Mechanisms behind the macro- and microscopic behaviors of the electric heated Al–Mg–Si alloy wires

• Published in: Materials science & engineering. A, Structural materials : properties, microstructure and processing Vol. 849; p. 143490
• Main Authors: Hou, Jiapeng, Chen, Ling, Wang, Qiang, Zhang, Yi, Zhou, Xianghai, Hong, Jing, Zhang, Zhenjun, Yuan, Qulong, Zhang, Zhefeng
• Format: Journal Article
• Language: English
• Published: Lausanne Elsevier B.V 01.08.2022; Elsevier BV
• Subjects: Al-Mg-Si alloy Wire; Aluminum base alloys; Chemical precipitation; Electric currents; Electric heated treatment; Electrical conductivity; Electrical resistivity; High temperature; Input devices; Low temperature; Magnesium; Microstructure; Microstructure evolution; Overheating; Precipitates; Silicon; Strength; Temperature; Thermal simulation; Transmission lines; Wire; Electrical conductivity; Al-Mg-Si alloy Wire; Microstructure evolution; Strength; Electric heated treatment
• ISSN: 0921-5093; 1873-4936
• DOI: 10.1016/j.msea.2022.143490

The Al–Mg–Si alloy wire for overhead transmission line is in thermal service due to the interaction between electric current and microstructure during power transmission, which could affect its microstructure and properties. At present, researchers generally use the traditional annealed-heated (A-H) treatment to simulate the thermal service state of Al–Mg–Si alloy wire, which could not consider the additional effect of electrons on the microstructure and properties.

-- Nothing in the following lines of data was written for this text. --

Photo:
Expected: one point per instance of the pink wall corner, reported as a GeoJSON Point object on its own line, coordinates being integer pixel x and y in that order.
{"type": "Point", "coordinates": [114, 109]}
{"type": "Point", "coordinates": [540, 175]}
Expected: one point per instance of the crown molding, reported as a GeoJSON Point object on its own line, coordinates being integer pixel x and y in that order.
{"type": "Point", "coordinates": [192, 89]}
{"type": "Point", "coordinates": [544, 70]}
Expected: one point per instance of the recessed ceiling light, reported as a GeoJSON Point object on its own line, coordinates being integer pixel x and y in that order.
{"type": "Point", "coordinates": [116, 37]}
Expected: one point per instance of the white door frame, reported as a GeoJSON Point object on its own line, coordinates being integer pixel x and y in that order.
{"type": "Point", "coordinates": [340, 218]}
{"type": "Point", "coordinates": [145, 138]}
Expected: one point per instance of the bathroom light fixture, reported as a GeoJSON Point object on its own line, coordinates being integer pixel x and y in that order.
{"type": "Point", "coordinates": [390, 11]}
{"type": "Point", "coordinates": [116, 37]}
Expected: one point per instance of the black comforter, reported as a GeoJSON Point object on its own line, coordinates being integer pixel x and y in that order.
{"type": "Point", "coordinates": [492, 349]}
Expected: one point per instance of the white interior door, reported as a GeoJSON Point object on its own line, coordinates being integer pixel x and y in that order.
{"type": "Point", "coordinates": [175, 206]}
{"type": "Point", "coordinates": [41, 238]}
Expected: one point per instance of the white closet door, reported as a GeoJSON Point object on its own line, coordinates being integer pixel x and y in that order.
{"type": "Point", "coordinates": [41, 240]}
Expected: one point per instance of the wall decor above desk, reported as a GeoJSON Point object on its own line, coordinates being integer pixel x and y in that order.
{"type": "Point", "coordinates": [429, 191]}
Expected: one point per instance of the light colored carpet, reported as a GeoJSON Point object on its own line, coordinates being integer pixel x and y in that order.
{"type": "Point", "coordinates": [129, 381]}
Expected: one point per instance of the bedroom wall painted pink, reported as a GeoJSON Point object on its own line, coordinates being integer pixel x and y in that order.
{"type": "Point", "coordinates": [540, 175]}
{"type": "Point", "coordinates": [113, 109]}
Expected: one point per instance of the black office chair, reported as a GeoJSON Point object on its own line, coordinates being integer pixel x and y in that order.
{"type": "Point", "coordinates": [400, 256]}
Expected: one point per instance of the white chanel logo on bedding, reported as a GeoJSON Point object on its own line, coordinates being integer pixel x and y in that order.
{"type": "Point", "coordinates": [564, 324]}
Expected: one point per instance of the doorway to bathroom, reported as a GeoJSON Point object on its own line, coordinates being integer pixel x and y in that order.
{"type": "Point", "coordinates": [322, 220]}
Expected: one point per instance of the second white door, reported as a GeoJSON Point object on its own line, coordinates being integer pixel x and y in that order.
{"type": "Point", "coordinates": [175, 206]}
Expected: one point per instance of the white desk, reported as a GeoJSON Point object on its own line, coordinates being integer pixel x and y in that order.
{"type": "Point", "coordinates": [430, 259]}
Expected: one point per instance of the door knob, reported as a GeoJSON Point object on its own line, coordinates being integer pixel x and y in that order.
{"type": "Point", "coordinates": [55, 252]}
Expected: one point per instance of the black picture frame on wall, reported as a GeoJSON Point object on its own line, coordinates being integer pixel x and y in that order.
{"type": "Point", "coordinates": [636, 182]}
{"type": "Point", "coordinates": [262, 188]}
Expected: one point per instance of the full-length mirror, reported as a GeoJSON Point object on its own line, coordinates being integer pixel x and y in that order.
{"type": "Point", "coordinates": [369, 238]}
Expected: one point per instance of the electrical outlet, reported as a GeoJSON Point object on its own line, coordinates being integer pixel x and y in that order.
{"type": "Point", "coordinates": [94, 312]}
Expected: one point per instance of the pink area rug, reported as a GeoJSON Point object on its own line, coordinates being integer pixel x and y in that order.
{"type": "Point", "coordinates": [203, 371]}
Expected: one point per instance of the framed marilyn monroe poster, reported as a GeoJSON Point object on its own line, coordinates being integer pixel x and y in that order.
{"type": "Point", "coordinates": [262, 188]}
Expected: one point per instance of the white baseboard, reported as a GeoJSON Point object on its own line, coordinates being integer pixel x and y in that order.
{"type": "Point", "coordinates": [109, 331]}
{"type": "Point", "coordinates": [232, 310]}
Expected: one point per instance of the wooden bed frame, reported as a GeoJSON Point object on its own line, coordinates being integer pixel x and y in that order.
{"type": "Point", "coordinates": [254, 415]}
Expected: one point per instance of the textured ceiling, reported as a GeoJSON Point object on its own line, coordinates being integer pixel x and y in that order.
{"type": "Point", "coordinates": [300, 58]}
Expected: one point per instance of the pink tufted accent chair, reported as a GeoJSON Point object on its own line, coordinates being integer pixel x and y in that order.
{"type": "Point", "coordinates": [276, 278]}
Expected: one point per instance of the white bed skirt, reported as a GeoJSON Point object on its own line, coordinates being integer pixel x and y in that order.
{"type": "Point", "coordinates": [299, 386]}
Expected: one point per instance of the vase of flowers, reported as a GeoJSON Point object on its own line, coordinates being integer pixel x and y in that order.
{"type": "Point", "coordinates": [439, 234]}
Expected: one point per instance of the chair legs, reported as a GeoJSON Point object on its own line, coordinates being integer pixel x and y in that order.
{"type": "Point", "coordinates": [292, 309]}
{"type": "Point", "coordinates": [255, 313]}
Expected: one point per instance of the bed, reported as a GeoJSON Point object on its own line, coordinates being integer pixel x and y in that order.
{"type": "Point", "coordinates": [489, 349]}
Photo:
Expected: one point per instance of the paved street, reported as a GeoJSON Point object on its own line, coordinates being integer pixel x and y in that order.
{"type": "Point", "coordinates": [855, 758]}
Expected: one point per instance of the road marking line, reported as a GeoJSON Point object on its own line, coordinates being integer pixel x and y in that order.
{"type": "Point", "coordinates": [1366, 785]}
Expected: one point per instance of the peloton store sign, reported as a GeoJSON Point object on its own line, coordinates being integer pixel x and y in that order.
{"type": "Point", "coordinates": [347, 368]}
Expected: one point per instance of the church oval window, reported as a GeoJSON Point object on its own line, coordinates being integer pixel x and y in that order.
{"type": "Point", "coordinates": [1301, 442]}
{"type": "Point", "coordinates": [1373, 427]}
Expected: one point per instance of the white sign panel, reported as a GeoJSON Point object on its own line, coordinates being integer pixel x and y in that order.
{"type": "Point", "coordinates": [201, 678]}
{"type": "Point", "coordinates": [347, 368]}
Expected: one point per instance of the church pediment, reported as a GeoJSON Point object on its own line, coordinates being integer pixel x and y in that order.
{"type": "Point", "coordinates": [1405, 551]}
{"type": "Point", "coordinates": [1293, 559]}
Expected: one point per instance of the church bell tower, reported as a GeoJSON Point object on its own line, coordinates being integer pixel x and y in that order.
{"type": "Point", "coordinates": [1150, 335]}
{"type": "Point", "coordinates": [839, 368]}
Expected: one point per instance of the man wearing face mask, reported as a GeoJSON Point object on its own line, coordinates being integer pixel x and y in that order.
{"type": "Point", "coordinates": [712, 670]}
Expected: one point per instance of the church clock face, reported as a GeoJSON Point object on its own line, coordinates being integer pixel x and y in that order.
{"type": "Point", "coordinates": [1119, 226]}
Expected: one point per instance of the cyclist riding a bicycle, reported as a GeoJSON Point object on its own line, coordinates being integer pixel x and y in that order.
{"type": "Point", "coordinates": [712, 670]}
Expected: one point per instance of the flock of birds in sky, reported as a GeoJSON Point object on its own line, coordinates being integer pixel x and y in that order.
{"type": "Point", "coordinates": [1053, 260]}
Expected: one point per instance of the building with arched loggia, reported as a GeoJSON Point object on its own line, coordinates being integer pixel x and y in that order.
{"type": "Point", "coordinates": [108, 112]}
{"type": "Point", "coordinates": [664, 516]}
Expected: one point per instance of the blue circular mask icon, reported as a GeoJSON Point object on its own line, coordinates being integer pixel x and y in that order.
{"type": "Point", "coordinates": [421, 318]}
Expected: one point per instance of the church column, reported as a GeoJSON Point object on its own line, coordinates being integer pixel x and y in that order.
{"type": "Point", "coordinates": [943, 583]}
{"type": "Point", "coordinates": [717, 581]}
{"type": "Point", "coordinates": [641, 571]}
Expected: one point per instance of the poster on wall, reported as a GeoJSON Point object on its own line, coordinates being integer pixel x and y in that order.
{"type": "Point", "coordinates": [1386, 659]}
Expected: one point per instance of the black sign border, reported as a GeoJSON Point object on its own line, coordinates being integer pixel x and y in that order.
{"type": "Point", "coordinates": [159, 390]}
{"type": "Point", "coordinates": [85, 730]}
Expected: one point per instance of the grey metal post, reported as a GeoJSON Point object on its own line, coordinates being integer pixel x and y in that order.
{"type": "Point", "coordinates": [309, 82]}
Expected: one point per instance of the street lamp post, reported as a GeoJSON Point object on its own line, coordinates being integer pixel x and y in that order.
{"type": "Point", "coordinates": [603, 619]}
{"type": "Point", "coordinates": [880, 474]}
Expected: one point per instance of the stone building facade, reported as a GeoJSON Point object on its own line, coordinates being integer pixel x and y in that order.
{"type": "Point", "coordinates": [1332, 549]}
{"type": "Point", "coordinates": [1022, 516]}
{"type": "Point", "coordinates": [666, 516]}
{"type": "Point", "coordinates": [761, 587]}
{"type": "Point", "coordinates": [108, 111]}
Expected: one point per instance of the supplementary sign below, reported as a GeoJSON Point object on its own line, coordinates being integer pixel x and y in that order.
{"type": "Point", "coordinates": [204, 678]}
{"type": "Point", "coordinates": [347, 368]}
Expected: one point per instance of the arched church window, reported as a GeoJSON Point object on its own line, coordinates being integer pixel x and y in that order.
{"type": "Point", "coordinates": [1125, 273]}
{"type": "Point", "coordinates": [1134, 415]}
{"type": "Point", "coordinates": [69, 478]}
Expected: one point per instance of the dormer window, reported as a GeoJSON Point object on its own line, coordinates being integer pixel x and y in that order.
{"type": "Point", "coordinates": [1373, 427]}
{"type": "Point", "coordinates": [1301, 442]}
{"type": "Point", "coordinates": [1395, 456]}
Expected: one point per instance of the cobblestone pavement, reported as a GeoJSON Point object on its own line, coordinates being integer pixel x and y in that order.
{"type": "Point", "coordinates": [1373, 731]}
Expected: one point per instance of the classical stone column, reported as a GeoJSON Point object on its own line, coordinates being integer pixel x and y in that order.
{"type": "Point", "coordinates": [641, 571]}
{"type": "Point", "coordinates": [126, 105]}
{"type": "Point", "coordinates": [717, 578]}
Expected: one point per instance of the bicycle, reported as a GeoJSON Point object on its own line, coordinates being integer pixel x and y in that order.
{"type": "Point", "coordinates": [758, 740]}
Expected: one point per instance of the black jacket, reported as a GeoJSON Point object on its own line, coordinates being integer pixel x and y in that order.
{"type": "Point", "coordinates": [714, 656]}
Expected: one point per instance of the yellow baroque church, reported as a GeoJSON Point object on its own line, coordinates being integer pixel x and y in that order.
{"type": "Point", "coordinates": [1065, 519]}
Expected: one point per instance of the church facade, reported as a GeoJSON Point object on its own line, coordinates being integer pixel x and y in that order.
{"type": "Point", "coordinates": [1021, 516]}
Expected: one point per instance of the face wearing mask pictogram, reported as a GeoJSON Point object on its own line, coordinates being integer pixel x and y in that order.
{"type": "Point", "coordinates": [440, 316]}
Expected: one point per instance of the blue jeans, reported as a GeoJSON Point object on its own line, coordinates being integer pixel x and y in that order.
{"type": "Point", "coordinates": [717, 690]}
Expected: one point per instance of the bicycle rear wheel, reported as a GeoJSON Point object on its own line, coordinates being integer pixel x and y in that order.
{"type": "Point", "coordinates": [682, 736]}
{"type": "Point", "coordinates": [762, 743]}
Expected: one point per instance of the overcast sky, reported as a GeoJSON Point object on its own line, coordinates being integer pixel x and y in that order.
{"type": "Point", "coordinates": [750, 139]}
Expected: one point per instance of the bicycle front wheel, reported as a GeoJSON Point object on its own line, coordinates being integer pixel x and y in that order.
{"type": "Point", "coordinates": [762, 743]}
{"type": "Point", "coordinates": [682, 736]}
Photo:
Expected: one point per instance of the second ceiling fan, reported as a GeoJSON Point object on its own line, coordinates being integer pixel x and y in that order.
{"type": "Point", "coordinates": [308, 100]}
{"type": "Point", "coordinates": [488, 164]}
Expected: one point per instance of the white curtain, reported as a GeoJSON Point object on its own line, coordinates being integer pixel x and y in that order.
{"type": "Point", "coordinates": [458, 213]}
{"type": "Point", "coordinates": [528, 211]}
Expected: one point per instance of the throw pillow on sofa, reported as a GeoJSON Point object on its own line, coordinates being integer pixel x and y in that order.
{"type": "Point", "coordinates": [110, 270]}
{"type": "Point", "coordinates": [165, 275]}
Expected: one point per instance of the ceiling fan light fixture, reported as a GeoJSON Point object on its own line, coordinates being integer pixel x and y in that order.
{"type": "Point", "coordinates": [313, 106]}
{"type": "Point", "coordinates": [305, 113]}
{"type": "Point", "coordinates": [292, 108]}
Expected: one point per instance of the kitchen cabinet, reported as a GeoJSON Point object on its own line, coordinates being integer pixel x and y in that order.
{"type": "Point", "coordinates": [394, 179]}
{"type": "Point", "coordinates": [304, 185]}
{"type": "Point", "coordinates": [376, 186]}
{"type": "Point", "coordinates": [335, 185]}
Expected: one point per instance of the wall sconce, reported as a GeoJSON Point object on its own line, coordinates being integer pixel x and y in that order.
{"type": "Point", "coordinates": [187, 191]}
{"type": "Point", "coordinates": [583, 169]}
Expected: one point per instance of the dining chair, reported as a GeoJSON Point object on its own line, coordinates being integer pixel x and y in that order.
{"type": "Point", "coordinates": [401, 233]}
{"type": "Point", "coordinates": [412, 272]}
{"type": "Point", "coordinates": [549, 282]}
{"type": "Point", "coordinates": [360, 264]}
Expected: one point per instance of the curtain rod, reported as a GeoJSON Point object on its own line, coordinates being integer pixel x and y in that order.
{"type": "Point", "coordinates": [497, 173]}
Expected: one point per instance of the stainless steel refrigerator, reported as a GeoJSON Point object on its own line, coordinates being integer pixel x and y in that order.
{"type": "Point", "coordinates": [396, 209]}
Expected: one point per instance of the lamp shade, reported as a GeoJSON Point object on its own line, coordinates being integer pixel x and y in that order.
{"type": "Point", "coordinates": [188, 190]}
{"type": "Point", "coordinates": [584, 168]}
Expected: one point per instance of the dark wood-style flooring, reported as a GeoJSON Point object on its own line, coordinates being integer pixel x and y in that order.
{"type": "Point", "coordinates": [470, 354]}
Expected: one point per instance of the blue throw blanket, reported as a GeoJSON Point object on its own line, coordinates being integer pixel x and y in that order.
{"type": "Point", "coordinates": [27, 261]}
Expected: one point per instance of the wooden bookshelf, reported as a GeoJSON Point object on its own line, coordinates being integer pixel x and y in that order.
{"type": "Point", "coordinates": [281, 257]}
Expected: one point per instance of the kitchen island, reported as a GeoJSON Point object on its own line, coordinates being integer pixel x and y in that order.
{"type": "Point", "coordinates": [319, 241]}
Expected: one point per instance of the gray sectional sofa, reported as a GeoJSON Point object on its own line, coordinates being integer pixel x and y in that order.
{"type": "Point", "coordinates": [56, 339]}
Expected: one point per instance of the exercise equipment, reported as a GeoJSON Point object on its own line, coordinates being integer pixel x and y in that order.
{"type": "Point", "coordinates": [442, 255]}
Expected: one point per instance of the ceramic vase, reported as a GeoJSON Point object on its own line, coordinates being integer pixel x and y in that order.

Therefore, in this research, the Al–Mg–Si alloy wire was treated at various temperatures generated by the electric-heated (E-H) treatment using an electric current input device. The mechanisms behind the evolution of microstructures, strength and electrical conductivity of the E-H Al–Mg–Si alloy wire were revealed and compared with those of the A-H Al–Mg–Si alloy wire. The experimental results show that with increasing the E-H temperature of the Al–Mg–Si alloy, its strength decreased and the electrical conductivity increased, which may be attributed to the growth of radial grains and the coarsening of precipitates. In addition, the effect of E-H treatment on Al–Mg–Si alloy wire is different in various temperature ranges. In the low-temperature region (90 °C–110 °C) and the high-temperature region (200 °C), the strength and the electrical conductivity of the E-H and A-H Al–Mg–Si alloy wires are nearly the same. In contrast, in the medium-temperature region (160 °C–185 °C), the E-H Al–Mg–Si alloy wire has lower strength and higher electrical conductivity than the A-H Al–Mg–Si alloy wire, which is mainly due to the accelerated coarsening of precipitates caused by the local overheating around precipitates generated by the input electric current. •Electrothermal service state of Al alloy wire was simulated by experimental design.•Electric-heated Al alloy wire has lower strength and higher electrical conductivity.•Electric-heated treatment accelerates the coarsening of precipitate due to Joule heat.